Mesmo sem perfilhar esta doutrina, deve reconhecer-se que a circunstância de a modificação projectada só permitir a conservação da nacionalidade de origem à mulher quando ela provar que não perde pelo casamento essa nacionalidade traz consigo a vantagem, decerto mas importante na prática, de evitar que ela fique sem nacionalidade.
Aliás, é semelhante a situação que, em caso paralelo, a lei em vigor cria à mulher portuguesa que casa com cidadão estrangeiro. (Código Civil, artigo 22.º, n.º 4.º1).
A alteração proposta afigura-se, portanto, de louvar.
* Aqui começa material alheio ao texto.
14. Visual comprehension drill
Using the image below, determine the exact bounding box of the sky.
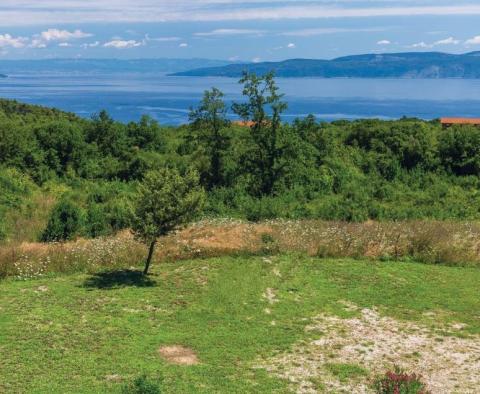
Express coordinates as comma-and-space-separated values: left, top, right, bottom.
0, 0, 480, 62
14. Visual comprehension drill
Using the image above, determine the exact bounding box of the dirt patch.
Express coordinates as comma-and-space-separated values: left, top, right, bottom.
263, 287, 278, 305
158, 345, 199, 365
261, 305, 480, 394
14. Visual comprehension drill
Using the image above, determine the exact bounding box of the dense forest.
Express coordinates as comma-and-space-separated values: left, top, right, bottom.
0, 75, 480, 242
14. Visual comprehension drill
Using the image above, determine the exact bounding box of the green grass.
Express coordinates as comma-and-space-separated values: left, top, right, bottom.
0, 255, 480, 393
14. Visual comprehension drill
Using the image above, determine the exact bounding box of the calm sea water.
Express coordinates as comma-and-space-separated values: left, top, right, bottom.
0, 73, 480, 125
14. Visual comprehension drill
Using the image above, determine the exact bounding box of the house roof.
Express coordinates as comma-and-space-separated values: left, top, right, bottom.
440, 118, 480, 125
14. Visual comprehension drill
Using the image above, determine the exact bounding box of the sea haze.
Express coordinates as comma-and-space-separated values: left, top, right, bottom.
0, 69, 480, 125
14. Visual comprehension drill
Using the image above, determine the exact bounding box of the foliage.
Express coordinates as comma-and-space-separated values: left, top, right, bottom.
189, 88, 229, 189
132, 168, 204, 274
0, 74, 480, 241
41, 199, 83, 242
374, 366, 427, 394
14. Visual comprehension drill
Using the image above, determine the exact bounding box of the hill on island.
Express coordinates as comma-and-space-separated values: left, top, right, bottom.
172, 52, 480, 79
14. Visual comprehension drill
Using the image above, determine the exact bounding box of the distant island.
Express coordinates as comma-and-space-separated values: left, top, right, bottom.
170, 52, 480, 79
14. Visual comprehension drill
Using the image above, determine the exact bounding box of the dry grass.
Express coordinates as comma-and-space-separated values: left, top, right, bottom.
0, 220, 480, 279
259, 304, 480, 393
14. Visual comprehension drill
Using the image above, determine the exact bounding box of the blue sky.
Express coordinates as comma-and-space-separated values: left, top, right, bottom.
0, 0, 480, 61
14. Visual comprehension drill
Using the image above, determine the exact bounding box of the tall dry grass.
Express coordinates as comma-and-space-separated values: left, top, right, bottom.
0, 220, 480, 279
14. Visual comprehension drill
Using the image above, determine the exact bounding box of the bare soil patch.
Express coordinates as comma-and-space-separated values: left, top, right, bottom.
261, 305, 480, 393
158, 345, 199, 365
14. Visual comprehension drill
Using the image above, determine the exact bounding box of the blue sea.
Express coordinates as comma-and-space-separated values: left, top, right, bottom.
0, 72, 480, 125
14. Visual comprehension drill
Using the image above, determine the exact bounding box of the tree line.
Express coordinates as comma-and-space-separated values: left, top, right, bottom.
0, 74, 480, 245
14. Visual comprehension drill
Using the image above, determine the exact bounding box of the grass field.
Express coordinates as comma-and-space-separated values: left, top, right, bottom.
0, 254, 480, 393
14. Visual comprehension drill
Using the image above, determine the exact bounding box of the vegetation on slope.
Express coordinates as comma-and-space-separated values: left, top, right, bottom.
0, 71, 480, 241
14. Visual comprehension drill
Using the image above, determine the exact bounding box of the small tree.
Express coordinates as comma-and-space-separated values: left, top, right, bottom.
189, 88, 230, 189
132, 168, 205, 275
232, 72, 293, 195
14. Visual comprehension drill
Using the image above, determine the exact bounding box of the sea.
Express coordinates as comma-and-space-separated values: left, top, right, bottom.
0, 72, 480, 125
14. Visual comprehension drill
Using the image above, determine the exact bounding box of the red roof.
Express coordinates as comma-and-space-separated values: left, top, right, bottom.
440, 118, 480, 125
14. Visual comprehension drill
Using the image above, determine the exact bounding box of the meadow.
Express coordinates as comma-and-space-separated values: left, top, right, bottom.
0, 75, 480, 394
0, 254, 480, 393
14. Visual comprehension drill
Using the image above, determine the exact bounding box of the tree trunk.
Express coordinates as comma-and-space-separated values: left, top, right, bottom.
143, 240, 157, 275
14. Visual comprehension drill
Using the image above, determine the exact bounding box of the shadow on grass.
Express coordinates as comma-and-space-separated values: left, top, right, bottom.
83, 270, 157, 290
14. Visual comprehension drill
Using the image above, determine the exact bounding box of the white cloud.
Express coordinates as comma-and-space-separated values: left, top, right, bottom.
280, 27, 386, 37
103, 40, 145, 49
30, 29, 92, 48
433, 37, 460, 45
0, 0, 480, 26
410, 41, 433, 48
39, 29, 92, 42
465, 36, 480, 45
145, 34, 181, 42
82, 41, 100, 48
194, 29, 265, 37
0, 34, 28, 48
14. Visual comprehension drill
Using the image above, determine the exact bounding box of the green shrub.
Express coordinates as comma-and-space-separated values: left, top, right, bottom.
85, 204, 111, 238
122, 375, 162, 394
41, 200, 83, 242
374, 366, 428, 394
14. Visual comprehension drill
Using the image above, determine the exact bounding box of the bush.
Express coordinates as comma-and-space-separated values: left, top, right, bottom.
374, 367, 428, 394
122, 375, 161, 394
41, 200, 83, 242
85, 204, 110, 238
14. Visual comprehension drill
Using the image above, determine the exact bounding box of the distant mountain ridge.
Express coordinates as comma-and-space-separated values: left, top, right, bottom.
0, 58, 231, 75
171, 52, 480, 79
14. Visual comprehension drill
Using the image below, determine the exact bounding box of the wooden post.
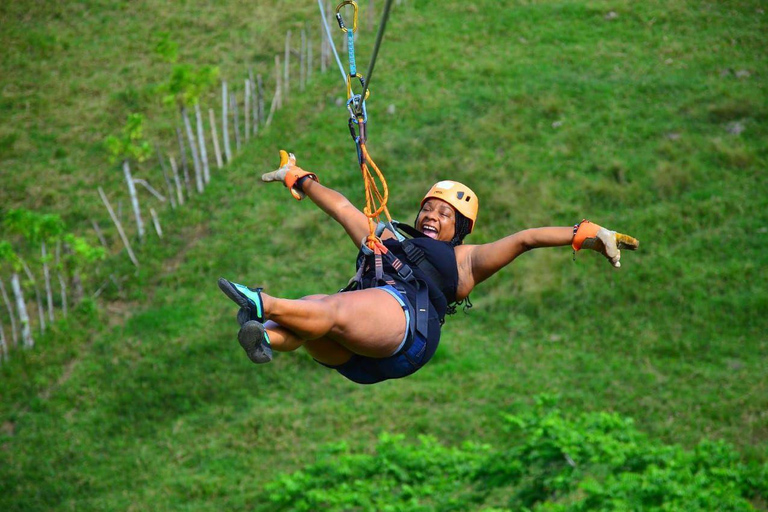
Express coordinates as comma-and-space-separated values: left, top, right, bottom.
58, 272, 67, 318
299, 29, 307, 91
19, 257, 45, 333
169, 157, 184, 206
307, 37, 313, 82
11, 272, 35, 348
181, 105, 203, 194
19, 257, 45, 333
123, 158, 144, 242
195, 103, 211, 185
155, 148, 176, 210
221, 81, 232, 163
229, 92, 240, 153
91, 219, 107, 249
56, 240, 67, 318
368, 0, 376, 29
0, 277, 19, 347
64, 244, 85, 304
149, 208, 163, 239
99, 187, 139, 267
320, 19, 328, 73
133, 178, 165, 203
243, 78, 251, 142
265, 68, 283, 126
0, 321, 10, 363
256, 73, 264, 123
248, 69, 262, 137
208, 108, 224, 169
270, 55, 283, 112
40, 240, 55, 322
176, 126, 192, 197
280, 30, 291, 106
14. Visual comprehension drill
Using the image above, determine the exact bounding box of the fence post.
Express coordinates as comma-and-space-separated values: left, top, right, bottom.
176, 126, 192, 197
169, 157, 184, 206
181, 105, 203, 194
280, 30, 291, 106
11, 272, 35, 348
0, 276, 19, 347
244, 78, 251, 142
195, 103, 211, 185
229, 92, 240, 153
40, 240, 55, 322
248, 69, 261, 137
155, 148, 176, 210
221, 80, 232, 163
299, 29, 307, 91
149, 207, 163, 239
99, 187, 139, 267
123, 158, 144, 242
208, 108, 224, 169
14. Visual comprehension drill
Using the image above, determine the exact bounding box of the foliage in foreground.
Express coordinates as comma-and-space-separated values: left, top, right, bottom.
262, 397, 768, 512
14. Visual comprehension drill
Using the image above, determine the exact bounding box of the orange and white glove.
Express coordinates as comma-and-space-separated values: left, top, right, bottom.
261, 149, 320, 201
571, 219, 640, 268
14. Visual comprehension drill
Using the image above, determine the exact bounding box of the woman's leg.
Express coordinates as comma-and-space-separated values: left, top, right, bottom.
261, 288, 406, 358
264, 320, 352, 366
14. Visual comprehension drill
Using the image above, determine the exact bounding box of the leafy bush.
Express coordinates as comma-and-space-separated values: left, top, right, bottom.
266, 397, 768, 512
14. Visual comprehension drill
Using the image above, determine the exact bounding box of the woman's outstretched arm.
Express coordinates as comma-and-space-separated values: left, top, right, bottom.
456, 227, 573, 287
302, 180, 368, 248
456, 221, 638, 297
261, 150, 368, 247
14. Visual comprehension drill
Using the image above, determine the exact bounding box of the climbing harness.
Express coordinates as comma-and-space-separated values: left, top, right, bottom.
318, 0, 450, 340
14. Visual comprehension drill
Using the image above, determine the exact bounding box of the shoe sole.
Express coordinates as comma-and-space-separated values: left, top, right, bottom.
219, 277, 250, 309
237, 320, 272, 364
219, 277, 264, 326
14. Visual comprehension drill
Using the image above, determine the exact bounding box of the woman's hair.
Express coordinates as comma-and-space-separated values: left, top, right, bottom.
413, 208, 472, 315
450, 208, 472, 247
413, 207, 472, 247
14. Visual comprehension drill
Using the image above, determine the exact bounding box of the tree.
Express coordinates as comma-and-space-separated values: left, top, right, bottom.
105, 114, 152, 241
0, 240, 35, 348
161, 64, 219, 193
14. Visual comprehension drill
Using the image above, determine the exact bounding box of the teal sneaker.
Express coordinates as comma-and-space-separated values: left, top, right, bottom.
242, 320, 272, 364
219, 277, 264, 326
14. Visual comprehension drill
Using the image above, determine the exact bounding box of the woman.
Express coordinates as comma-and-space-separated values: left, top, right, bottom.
219, 151, 637, 384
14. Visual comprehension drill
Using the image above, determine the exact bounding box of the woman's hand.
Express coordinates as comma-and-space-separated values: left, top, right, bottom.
573, 221, 640, 268
261, 149, 319, 201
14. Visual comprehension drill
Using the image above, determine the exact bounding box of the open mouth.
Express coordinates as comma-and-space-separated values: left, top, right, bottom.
421, 224, 437, 239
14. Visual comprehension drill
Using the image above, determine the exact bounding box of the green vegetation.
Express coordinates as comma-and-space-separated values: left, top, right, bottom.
264, 397, 768, 512
0, 0, 768, 510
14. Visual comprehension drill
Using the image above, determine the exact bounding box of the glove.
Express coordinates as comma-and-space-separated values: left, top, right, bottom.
571, 220, 640, 268
261, 149, 320, 201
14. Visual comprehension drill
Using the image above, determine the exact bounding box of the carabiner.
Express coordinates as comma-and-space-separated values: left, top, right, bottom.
347, 94, 368, 124
336, 0, 357, 34
347, 73, 371, 101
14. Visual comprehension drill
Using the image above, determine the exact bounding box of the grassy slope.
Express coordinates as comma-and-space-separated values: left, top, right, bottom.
0, 1, 768, 510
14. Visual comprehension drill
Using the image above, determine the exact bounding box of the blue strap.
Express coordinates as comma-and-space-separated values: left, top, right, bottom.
347, 30, 357, 76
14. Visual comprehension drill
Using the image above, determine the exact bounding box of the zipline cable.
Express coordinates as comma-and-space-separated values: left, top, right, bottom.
362, 0, 392, 102
317, 0, 347, 86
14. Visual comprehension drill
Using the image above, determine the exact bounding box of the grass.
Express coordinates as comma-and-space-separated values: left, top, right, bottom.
0, 1, 768, 510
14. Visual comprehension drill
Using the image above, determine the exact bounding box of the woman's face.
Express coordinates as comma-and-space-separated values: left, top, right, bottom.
416, 198, 456, 242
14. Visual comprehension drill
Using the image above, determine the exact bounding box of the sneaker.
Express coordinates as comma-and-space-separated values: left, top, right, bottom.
219, 277, 264, 326
242, 320, 272, 364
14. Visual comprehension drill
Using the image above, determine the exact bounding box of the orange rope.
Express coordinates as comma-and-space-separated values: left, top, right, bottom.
360, 143, 392, 249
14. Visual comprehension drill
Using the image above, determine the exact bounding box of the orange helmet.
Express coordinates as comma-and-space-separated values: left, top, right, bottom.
421, 180, 479, 233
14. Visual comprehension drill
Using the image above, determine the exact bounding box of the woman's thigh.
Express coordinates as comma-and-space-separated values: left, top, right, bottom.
322, 288, 406, 357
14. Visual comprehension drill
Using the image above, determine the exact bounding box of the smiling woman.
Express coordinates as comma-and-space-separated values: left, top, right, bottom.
219, 152, 638, 384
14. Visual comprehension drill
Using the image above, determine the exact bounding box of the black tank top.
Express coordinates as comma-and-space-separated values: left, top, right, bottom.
358, 237, 459, 322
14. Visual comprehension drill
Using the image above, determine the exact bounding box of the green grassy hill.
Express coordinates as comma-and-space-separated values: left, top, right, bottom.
0, 0, 768, 510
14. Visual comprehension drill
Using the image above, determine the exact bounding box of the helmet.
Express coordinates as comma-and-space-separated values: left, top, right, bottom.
421, 180, 479, 233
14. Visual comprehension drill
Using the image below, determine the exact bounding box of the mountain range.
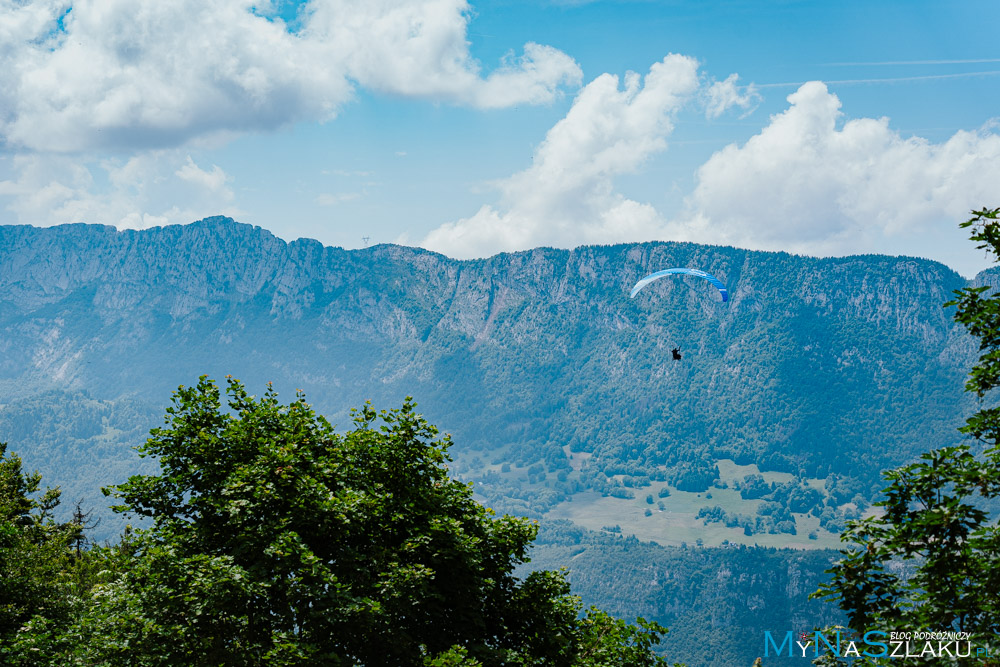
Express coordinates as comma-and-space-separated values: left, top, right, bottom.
0, 217, 984, 665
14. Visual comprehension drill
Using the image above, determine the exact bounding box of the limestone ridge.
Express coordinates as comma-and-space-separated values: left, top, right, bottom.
0, 217, 974, 496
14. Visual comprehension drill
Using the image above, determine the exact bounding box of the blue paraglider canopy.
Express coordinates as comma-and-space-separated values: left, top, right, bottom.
629, 268, 729, 301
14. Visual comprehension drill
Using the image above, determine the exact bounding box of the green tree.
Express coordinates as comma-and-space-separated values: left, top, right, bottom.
816, 209, 1000, 664
0, 442, 79, 655
22, 378, 665, 667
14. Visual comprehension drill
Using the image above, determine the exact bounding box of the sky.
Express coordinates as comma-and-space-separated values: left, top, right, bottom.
0, 0, 1000, 276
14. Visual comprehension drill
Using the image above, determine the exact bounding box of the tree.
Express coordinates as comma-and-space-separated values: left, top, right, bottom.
25, 377, 665, 667
0, 442, 78, 656
815, 209, 1000, 664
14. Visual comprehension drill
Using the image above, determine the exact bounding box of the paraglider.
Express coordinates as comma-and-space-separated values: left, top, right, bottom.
629, 268, 729, 304
629, 267, 729, 361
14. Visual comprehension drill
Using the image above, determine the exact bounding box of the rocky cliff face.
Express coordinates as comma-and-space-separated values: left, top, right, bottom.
0, 218, 974, 496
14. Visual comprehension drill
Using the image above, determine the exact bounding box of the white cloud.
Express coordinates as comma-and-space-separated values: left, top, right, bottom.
0, 0, 581, 152
420, 55, 698, 257
705, 74, 760, 118
174, 155, 233, 194
0, 151, 240, 229
671, 82, 1000, 273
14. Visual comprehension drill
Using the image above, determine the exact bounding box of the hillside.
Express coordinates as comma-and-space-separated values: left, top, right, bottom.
0, 218, 973, 546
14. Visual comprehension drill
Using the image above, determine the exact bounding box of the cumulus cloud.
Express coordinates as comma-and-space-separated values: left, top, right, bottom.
670, 81, 1000, 273
705, 74, 760, 118
0, 0, 581, 152
420, 55, 698, 257
0, 151, 240, 229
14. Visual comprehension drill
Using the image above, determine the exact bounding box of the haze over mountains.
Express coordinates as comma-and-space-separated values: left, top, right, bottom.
0, 217, 974, 536
0, 217, 995, 666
12. No artigo 1.1.º afirma-se a regra de que a nulidade ou anulação do casamento não prejudica a nacionalidade adquirida pelo casamento de mulher estrangeira com português, se ela o tiver contraído de boa fé e enquanto tiver domicílio em Portugal.
A solução contrária é a consagrada no Code de la nationalité française (artigo 42.º) e tem sequazes no nosso país (Dr. L. da Cunha Gonçalves, Tratado ..., vol. I, p. 525); mas. com orientação contrária opinou o Prof. Fernando A. Pires de Lima (O Casamento Putativo no Direito Civil Português, p. 252). A disposição em projecto resolve a questão no segundo sentido, e os motivos que o relatório invoca em justificação (n.º 7) - a possibilidade de do casamento haver filhos que conservem a nacionalidade portuguesa e o facto de a mulher se ter integrado realmente na comunidade portuguesa - são inteiramente procedentes. E tanto mais que a solução adoptada fica dependente da atitude da própria interessada e esta se revelará por um índice objectivo - a manutenção do seu domicílio em Portugal. Convém, no entanto, exprimir esta atitude por forma inequívoca, através de uma opção de nacionalidade.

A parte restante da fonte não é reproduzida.